While Jacqueline, Titus, Lillian, and Kimmy all have learned a lot about themselves this season, the finale doesn’t give any of them too much resolution or closure, instead introducing a whole new path for each of them to pursue. Jacqueline wants to become an agent. Kimmy lands a job at a startup, where her emotional intelligence is valued. Titus is on a quest to get Mikey back, and Lillian is trying to embrace uncertainty. Since season one, Unbreakable Kimmy Schmidt has become increasingly about all four of these characters instead of just focusing on Kimmy and casting the rest as Greek chorus members in her journey of self discovery. They’re all on their personal journeys of self-discovery, and that has led to strong and varied emotional storytelling this season. While the pacing has been a little inconsistent all season and certain storylines never paid off (namely: Perry, but also Wendy), overall the season has harnessed the show’s unique voice as it moves the characters forward. Unbreakable Kimmy Schmidt remains unabashedly weird, but it’s also anchored to reality in how it explores the often nonlinear, complicated process of personal growth.
Stray observations
- Thanks for reading another season of my Unbreakable Kimmy Schmidt coverage! Now that the season has come to a close, I can confidently say that my favorite guest star was Maya Rudolph. But Rachel Dratch is a close second.
- Life According To Titus: Things worth giving up: heroin, cigarettes, jigsaw puzzles (“you already got the picture on the box, bitch”).
- Life According To Kimmy: Even Beaker makes science mistakes, so she shouldn’t feel too bad about hers.

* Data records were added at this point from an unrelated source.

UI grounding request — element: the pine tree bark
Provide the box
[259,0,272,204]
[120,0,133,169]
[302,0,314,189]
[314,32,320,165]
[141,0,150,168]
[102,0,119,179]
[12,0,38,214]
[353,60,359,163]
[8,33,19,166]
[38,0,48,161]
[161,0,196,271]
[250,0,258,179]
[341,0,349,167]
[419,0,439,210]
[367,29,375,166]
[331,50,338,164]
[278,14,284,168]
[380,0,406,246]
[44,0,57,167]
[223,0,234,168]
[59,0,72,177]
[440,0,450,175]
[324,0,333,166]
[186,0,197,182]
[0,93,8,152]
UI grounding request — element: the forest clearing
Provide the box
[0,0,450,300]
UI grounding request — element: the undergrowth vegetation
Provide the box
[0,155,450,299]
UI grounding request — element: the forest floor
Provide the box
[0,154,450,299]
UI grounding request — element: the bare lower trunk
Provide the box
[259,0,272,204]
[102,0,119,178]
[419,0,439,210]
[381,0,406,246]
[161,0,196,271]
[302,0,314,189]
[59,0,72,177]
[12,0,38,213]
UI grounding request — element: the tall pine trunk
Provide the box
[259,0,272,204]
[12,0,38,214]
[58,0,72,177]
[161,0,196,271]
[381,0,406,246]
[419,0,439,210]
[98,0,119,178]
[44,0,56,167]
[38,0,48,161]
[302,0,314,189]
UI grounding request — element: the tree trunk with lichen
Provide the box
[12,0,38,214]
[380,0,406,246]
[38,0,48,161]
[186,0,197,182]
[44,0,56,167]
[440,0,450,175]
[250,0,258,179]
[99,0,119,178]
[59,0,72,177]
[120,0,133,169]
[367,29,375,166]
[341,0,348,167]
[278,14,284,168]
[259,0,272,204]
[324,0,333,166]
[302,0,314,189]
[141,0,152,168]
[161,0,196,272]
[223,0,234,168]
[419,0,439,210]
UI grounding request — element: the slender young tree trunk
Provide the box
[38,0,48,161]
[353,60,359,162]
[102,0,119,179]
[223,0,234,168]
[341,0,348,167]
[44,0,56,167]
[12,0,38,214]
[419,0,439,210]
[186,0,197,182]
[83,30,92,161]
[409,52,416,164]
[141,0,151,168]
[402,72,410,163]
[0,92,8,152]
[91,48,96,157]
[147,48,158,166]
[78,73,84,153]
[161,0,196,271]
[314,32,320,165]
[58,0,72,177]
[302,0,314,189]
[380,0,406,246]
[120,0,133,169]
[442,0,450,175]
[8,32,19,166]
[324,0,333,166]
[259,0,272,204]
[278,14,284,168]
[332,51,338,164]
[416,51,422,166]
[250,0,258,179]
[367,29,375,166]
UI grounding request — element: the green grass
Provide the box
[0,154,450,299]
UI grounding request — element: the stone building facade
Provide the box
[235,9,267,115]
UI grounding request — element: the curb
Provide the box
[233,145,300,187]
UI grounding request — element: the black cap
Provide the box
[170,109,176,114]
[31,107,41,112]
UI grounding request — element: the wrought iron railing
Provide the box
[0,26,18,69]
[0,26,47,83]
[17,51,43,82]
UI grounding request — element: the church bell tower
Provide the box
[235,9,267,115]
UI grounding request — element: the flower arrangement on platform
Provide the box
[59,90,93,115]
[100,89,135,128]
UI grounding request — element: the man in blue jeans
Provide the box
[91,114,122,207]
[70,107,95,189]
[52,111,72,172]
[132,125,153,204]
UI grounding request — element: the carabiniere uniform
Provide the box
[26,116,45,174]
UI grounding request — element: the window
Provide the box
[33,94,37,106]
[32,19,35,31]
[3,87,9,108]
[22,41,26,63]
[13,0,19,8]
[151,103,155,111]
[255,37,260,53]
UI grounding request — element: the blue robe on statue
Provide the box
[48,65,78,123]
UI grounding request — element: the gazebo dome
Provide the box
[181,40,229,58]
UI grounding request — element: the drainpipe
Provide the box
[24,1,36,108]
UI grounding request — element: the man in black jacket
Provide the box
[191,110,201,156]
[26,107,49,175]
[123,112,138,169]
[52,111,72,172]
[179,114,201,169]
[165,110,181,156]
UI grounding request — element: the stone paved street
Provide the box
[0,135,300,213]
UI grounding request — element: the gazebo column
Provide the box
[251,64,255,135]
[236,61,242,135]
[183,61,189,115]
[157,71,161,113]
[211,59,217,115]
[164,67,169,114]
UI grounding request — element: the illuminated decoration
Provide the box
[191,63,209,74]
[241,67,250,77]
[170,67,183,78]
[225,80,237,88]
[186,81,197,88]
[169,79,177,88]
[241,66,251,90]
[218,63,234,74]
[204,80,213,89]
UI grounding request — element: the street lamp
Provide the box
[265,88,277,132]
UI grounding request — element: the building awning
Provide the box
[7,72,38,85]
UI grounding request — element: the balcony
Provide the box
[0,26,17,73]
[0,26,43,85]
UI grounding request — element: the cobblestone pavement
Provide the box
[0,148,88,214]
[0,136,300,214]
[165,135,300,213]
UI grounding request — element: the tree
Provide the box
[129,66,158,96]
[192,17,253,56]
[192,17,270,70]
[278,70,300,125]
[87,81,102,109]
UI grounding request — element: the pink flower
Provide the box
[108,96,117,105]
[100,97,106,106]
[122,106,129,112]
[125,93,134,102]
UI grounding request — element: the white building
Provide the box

- I stand by what I said a few reviews ago: It sort of feels like Burgess is becoming the real star of this show, and I’m okay with that.
- That being said, Ellie Kemper’s performance has been brilliant all season, and I still think she deserves awards for her facial expressions alone.
- Hello again, DJ Fingerblast. I love when this show brings back random past characters. The world-building for this show is very strong.
- I’m always here for a dig at La La Land.